Part of the issue is race, of course -- this kind of thing seems to keep happening with white officers and black civilians. But there's a larger problem which would remain even if there were no racial angle.

One of the qualities of a State, in libertarian terms, is "a monopoly on the legitimate use of violence." Our society routinely hires people to exercise that "legitimate use of violence": soldiers, executioners, jailers, police officers. All of these people are expected to do, as part of their job descriptions, things that would normally be criminal offenses, because they're allegedly acting not as individuals but as representatives of the State. If these people were held to the exact same standards as ordinary civilians, they couldn't do their jobs and nobody with any sense would accept such a job.

But our problem right now is the opposite: we've hired people to be violent on behalf of the State, and effectively immunized them from any personal responsibility for their actions on duty; we've given them individual discretion far exceeding their training and mandate.

One expects the severity of the action to be correlated with the strictness of the procedures. An executioner, in killing people, has to follow a very precise script, after a procedure of months or years has allegedly established guilt beyond a reasonable doubt. A jailer isn't supposed to kill people at all, but can use violence to keep people in captivity, again after a lengthy legal procedure. A soldier, in killing people, obviously doesn't have time for all that "in the field"; the person to be killed is decided to be a legitimate target in a matter of seconds by virtue of appearance, physical location (in a war zone, outside the U.S.), and (perhaps) the appearance of posing an immediate threat.
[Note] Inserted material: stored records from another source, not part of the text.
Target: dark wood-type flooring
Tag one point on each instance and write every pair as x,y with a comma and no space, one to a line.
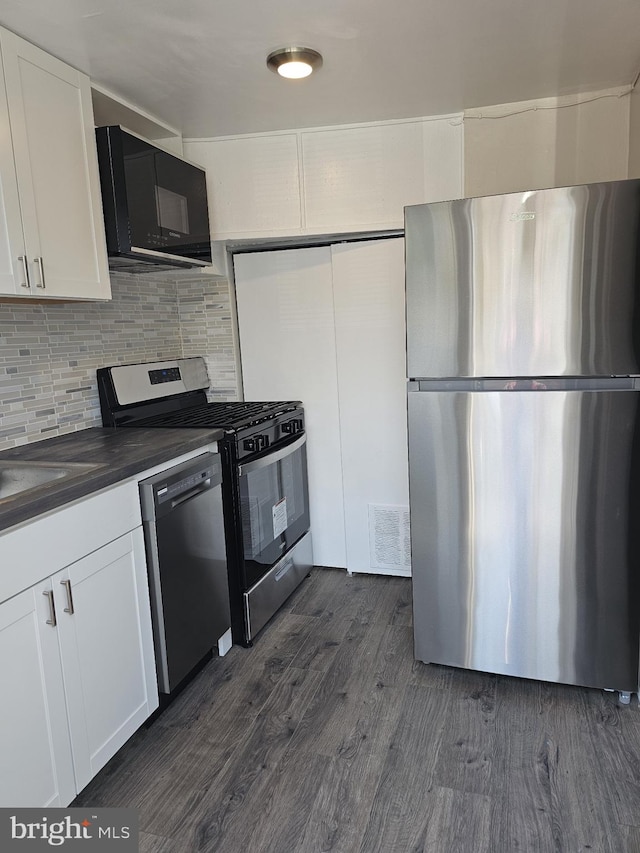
327,736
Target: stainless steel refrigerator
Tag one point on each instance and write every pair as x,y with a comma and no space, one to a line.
523,341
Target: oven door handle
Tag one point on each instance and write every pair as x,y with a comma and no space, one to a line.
270,458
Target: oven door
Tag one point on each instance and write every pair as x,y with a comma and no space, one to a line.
274,506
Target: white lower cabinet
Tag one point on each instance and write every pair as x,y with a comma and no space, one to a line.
78,673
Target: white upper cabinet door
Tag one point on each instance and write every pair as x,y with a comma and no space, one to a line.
52,136
34,737
287,345
106,644
368,288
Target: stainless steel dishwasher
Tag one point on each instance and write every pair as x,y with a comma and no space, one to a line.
187,565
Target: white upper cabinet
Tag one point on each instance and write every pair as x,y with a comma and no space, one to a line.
52,241
329,180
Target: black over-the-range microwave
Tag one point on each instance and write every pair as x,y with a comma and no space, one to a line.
155,205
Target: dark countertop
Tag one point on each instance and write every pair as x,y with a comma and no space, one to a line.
114,454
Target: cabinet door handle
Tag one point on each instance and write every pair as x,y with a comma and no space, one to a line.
40,265
25,269
52,608
69,608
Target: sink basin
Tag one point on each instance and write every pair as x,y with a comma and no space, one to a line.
16,477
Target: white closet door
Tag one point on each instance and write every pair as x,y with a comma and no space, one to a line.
368,285
288,352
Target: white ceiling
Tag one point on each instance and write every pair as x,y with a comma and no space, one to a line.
199,65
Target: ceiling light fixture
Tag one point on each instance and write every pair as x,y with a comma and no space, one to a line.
294,62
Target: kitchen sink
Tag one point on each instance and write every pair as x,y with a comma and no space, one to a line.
17,477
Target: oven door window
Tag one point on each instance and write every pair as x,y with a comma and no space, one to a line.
274,506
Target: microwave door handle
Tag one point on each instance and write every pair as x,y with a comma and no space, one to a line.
276,456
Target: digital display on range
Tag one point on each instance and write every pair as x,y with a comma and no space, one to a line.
169,374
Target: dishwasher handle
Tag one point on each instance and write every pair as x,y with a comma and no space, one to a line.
192,493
A police officer applies basically all the same criteria, except that the people to be harmed or killed are inside the U.S. and (mostly) citizens, so there are stricter standards: a police officer is supposed to follow legal procedures (which frankly can be pretty complex), while still making decisions in a matter of seconds. And a police officer isn't hired to kill people, but only to use that as a rare last resort. [Note the remarkable similarity between a police officer and a soldier. I'll get back to this.]

I suspect that there's no objectively "right" answer, only a continuum of unsatisfactory compromises. People with a right-wing mind set of "it's a tough world out there, and it takes a tough man unfettered by bureaucracy to get the job done" will prefer one end of the spectrum, while those with a left-wing mind set of "we're a nation of laws, not of men; people's rights should be taken from them only after commensurate due process" will prefer the other end of the spectrum.

However, as I was thinking through this post, I mused "police officers need guns and some individual discretion in order to do their jobs," and [livejournal.com profile] shalmestere said "Like in England, where the police don't routinely carry guns?"

Even civilians may under some circumstances be permitted violence, mostly in defending themselves or others from immediate danger. But (except in "stand your ground" states) they're expected to use no more force than necessary, to take reasonable measures to avoid confrontation, to call the cops if possible rather than confronting bad guys directly, etc. Come to think of it, these are all things that we'd like to expect of police too.

I suspect that in many countries, police officers don't think of themselves as "soldiers with stricter rules of engagement," but rather as "civilians with a special duty." Not "trained killers minus some of their discretion," but "good neighbors plus some extra trust."